This algorithm will either return the appropriate stored response to use, or null if the cache needs to forward the request towards the origin server.

2.2.1. Relationship to Vary

Caches that fully implement this specification MUST ignore request header-fields in the Vary header for the purposes of secondary cache key calculation ([RFC7234], Section 4.1) when their semantics are understood, implemented as per this specification, and their corresponding response header field is listed in Variants.

Request header fields listed in Vary that are not implemented in terms of this specification or not present in the Variants field SHOULD still form part of the secondary cache key.

The algorithm in Section 2.2 implements these requirements.

2.3. Examples

2.3.1. Single Variant

Given a request/response pair:

GET /foo HTTP/1.1
Host: www.example.com
Accept-Language: en;q=1.0, fr;q=0.5

HTTP/1.1 200 OK
Content-Type: image/gif
Content-Language: en
Cache-Control: max-age=3600
Variants: Content-Language;en;de
Vary: Accept-Language
Transfer-Encoding: chunked

Upon receipt of this response, the cache knows that two representations of this resource are available, one with a Content-Language of “en”, and another whose Content-Language is “de”.

Subsequent requests (while this response is fresh) will cause the cache to either reuse this response or forward the request, depending on what the selection algorithm Accept-Language and Content-Language determines.

So, a request with “en” in Accept-Language is received and its q-value indicates that it is acceptable, the stored response is used. A request that indicates that “de” is acceptable will be forwarded to the origin, thereby populating the cache.

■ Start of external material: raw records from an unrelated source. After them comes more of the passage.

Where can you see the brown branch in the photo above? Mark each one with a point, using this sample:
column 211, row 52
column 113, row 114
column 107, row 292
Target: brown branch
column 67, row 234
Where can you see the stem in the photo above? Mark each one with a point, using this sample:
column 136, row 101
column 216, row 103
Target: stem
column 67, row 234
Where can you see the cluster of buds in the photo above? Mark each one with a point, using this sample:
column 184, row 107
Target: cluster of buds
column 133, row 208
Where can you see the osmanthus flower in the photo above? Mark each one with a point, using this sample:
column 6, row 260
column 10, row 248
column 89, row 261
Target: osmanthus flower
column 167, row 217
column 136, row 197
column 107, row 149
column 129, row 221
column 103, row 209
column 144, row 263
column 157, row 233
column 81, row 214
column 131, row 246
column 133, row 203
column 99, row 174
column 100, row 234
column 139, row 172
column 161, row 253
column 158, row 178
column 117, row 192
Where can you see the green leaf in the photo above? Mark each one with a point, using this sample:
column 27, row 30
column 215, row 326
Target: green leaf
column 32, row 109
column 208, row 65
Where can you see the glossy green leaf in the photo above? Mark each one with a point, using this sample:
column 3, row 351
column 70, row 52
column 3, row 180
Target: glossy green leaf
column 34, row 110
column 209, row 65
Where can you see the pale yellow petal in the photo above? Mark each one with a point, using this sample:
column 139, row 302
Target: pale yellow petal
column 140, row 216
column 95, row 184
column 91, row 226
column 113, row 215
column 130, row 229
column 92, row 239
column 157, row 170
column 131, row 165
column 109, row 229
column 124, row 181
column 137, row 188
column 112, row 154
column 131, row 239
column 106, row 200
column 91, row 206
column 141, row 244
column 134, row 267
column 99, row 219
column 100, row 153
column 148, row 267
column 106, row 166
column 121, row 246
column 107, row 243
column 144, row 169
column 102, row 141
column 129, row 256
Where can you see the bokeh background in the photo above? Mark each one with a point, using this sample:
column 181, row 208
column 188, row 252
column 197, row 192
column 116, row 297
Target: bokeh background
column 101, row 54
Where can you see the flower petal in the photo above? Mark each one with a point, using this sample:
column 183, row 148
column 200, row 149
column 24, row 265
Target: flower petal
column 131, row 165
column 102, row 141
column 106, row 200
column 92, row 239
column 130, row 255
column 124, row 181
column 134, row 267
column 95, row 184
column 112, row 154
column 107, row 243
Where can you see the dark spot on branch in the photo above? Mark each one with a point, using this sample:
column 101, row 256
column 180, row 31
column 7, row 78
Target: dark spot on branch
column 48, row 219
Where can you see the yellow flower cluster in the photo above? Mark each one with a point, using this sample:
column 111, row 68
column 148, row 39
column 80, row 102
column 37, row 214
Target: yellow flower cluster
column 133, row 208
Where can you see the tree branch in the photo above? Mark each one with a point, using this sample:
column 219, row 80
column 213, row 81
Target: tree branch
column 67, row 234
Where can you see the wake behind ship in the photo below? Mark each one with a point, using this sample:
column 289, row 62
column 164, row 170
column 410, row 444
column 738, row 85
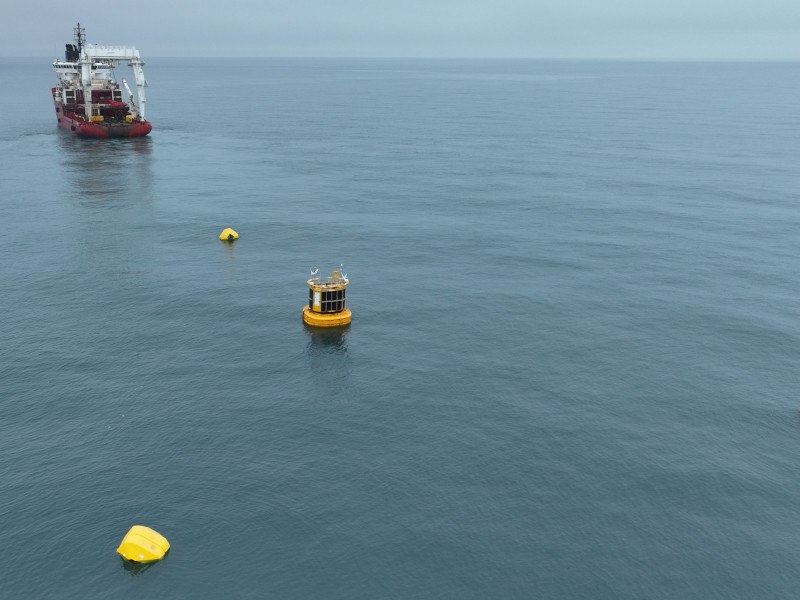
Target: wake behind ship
column 88, row 99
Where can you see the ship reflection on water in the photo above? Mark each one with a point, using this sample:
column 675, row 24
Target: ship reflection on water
column 107, row 170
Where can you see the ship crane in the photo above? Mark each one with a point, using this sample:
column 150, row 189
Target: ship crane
column 90, row 54
column 130, row 94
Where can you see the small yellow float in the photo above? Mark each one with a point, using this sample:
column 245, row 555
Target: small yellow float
column 326, row 300
column 228, row 235
column 143, row 545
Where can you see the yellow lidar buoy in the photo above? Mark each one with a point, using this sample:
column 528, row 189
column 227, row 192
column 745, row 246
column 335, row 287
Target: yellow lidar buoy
column 228, row 235
column 326, row 301
column 142, row 544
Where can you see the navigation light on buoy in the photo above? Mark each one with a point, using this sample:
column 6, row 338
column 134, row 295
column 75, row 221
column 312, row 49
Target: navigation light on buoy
column 326, row 300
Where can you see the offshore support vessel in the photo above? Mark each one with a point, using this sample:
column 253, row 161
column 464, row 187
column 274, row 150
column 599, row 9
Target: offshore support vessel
column 88, row 99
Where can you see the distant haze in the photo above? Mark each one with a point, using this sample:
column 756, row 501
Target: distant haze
column 635, row 29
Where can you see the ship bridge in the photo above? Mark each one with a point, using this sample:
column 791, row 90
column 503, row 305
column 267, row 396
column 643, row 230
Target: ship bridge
column 92, row 54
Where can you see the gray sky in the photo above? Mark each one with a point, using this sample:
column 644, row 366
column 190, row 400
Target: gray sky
column 637, row 29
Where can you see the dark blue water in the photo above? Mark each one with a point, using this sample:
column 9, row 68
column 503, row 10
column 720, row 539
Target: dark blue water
column 572, row 370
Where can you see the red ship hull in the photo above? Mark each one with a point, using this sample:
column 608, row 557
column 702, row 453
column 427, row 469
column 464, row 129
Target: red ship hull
column 77, row 123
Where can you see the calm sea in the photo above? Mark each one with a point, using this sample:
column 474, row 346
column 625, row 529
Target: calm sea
column 573, row 365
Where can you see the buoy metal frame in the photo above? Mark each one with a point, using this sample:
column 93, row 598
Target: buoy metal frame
column 326, row 301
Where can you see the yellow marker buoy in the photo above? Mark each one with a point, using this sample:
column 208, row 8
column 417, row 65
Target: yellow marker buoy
column 228, row 235
column 142, row 544
column 326, row 301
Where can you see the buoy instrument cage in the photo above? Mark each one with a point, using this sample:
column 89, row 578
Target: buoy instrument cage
column 327, row 304
column 143, row 545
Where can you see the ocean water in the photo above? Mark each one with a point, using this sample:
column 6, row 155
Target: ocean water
column 572, row 370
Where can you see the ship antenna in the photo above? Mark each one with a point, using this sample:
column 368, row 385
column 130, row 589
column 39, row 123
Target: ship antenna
column 80, row 36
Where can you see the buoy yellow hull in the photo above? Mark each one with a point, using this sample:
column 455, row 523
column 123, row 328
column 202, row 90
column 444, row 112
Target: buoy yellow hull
column 327, row 319
column 142, row 544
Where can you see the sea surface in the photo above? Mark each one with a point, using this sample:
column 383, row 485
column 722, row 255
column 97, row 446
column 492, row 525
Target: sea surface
column 573, row 365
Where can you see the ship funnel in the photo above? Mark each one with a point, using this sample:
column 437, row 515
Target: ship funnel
column 72, row 54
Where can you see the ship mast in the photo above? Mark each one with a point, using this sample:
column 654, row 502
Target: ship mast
column 80, row 36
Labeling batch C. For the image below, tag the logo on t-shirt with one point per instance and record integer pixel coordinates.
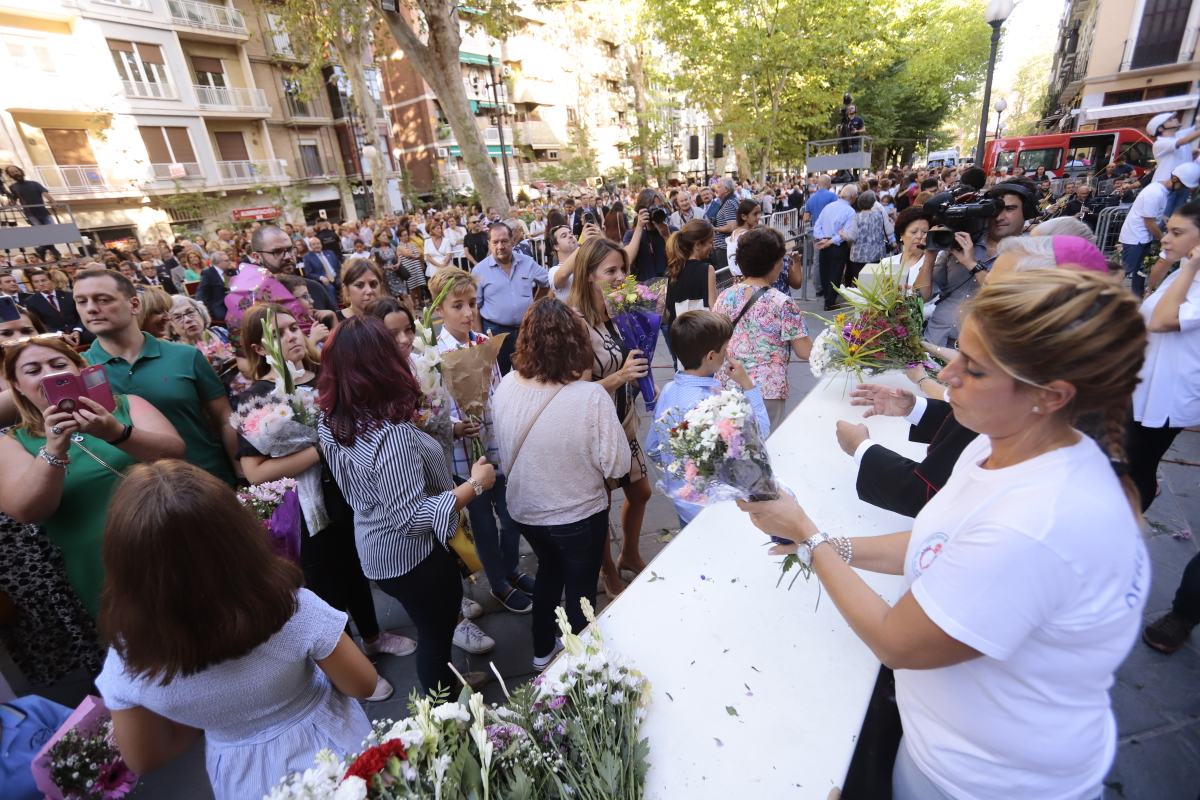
(927, 553)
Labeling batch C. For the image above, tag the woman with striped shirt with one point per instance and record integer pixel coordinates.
(395, 477)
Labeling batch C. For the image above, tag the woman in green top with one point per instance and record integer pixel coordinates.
(59, 468)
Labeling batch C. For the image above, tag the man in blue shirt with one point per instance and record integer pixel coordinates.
(833, 251)
(509, 282)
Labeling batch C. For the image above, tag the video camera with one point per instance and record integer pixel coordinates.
(959, 209)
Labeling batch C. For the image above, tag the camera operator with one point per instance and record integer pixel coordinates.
(955, 271)
(652, 233)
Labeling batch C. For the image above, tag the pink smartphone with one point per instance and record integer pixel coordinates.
(65, 390)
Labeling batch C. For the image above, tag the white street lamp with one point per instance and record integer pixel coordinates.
(996, 13)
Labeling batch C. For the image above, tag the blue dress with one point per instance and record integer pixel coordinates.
(264, 715)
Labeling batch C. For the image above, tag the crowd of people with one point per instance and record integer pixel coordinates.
(1041, 337)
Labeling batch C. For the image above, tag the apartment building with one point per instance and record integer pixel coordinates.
(151, 116)
(559, 86)
(1121, 61)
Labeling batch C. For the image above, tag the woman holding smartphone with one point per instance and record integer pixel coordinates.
(60, 468)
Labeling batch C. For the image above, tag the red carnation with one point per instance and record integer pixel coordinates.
(375, 761)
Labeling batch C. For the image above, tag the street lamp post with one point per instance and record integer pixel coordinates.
(499, 128)
(1000, 107)
(996, 13)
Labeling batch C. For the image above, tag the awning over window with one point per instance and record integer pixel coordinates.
(1158, 106)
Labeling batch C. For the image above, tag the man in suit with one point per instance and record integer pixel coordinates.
(151, 276)
(322, 265)
(273, 248)
(55, 308)
(888, 480)
(10, 288)
(215, 286)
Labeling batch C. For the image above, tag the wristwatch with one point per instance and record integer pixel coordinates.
(811, 543)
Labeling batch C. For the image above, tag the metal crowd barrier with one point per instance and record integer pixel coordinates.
(1108, 228)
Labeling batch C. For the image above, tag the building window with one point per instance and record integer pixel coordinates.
(171, 152)
(310, 157)
(1161, 34)
(31, 54)
(297, 106)
(142, 67)
(209, 72)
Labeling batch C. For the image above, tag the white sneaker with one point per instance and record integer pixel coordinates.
(541, 662)
(472, 639)
(390, 643)
(471, 609)
(383, 691)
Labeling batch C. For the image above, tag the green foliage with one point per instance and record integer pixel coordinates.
(772, 72)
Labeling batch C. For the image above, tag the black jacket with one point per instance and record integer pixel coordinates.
(65, 319)
(891, 481)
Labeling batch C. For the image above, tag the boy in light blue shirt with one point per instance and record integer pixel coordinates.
(699, 340)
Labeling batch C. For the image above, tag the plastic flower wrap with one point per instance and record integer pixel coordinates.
(717, 452)
(81, 761)
(636, 310)
(880, 332)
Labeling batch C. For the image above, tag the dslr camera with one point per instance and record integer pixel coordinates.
(959, 209)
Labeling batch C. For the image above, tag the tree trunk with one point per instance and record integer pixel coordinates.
(634, 56)
(437, 61)
(367, 112)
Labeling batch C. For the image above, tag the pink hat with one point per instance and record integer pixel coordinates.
(1078, 251)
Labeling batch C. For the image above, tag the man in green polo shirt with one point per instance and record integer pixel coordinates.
(174, 378)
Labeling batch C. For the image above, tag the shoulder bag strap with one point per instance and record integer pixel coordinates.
(533, 421)
(750, 302)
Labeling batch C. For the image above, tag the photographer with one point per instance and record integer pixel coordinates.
(955, 271)
(651, 233)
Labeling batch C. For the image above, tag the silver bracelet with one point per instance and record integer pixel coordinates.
(845, 548)
(53, 461)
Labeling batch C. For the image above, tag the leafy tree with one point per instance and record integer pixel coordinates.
(324, 34)
(427, 32)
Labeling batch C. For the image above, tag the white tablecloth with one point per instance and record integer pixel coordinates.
(759, 690)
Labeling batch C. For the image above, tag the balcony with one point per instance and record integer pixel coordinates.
(251, 172)
(73, 179)
(175, 172)
(135, 5)
(149, 89)
(232, 98)
(207, 16)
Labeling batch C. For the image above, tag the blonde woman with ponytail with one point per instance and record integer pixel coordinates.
(1026, 573)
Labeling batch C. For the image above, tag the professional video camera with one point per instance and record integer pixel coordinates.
(959, 209)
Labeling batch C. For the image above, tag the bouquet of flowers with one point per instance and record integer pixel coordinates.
(283, 422)
(255, 284)
(277, 505)
(569, 738)
(426, 361)
(636, 310)
(81, 761)
(717, 452)
(881, 331)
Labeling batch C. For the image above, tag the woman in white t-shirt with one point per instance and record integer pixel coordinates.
(1168, 398)
(1026, 573)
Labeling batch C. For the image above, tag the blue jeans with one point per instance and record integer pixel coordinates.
(569, 557)
(910, 783)
(499, 547)
(1131, 258)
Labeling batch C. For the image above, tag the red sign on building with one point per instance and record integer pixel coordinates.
(259, 212)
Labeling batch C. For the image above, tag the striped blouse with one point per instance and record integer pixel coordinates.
(396, 480)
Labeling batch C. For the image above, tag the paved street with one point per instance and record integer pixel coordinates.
(1156, 697)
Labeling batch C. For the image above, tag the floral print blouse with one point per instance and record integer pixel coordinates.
(762, 338)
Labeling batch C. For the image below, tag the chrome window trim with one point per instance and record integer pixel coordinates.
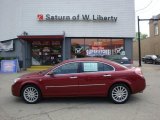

A cache receiving a request that indicates both languages are acceptable will use the q-value to make a determination of what response to return.

A cache receiving a request that does not list either language as acceptable (or does not contain an Accept-Language at all) will return the “en” representation (possibly fetching it from the origin), since it is listed first in the Variants list.

Note that Accept-Language is listed in Vary, to assure backwards-compatibility with caches that do not support Variants.

Also, note that is is the response header which is listed in Variants, not the request header (the opposite of Vary).

2.3.2. Multiple Variants

A more complicated request/response pair:

GET /bar HTTP/1.1
Host: www.example.net
Accept-Language: en;q=1.0, fr;q=0.5
Accept-Encoding: gzip, br

HTTP/1.1 200 OK
Content-Type: image/gif
Content-Language: en
Content-Encoding: br
Variants: Content-Language;en;jp;de
Variants: Content-Encoding;br;gzip
Vary: Accept-Language, Accept-Encoding
Transfer-Encoding: chunked

Here, the cache knows that there are two axes that the response varies upon; Content-Language and Content-Encoding. Thus, there are a total of six possible representations for the resource, and the cache needs to consider the selection algorithms for both axes.

Upon a subsequent request, if both selection algorithms return a stored representation, it can be served from cache; otherwise, the request will need to be forwarded to origin.

2.3.3. Partial Coverage

Now, consider the previous example, but where only one of the varied axes is listed in Variants:

GET /bar HTTP/1.1
Host: www.example.net
Accept-Language: en;q=1.0, fr;q=0.5
Accept-Encoding: gzip, br

HTTP/1.1 200 OK
Content-Type: image/gif
Content-Language: en
Content-Encoding: br
Variants: Content-Encoding;br;gzip
Vary: Accept-Language, Accept-Encoding
Transfer-Encoding: chunked

Here, the cache will need to calculate a secondary cache key as per [RFC7234], Section 4.1 – but considering only Accept-Language to be in its field-value – and then continue processing Variants for the set of stored responses that the algorithm described there selects.

3. IANA Considerations

This specification registers one value in the Permanent Message Header Field Names registry established by [RFC3864]:

4. Security Considerations

If the number or advertised characteristics of the representations available for a resource are considered sensitive, the Variants header by its nature will leak them.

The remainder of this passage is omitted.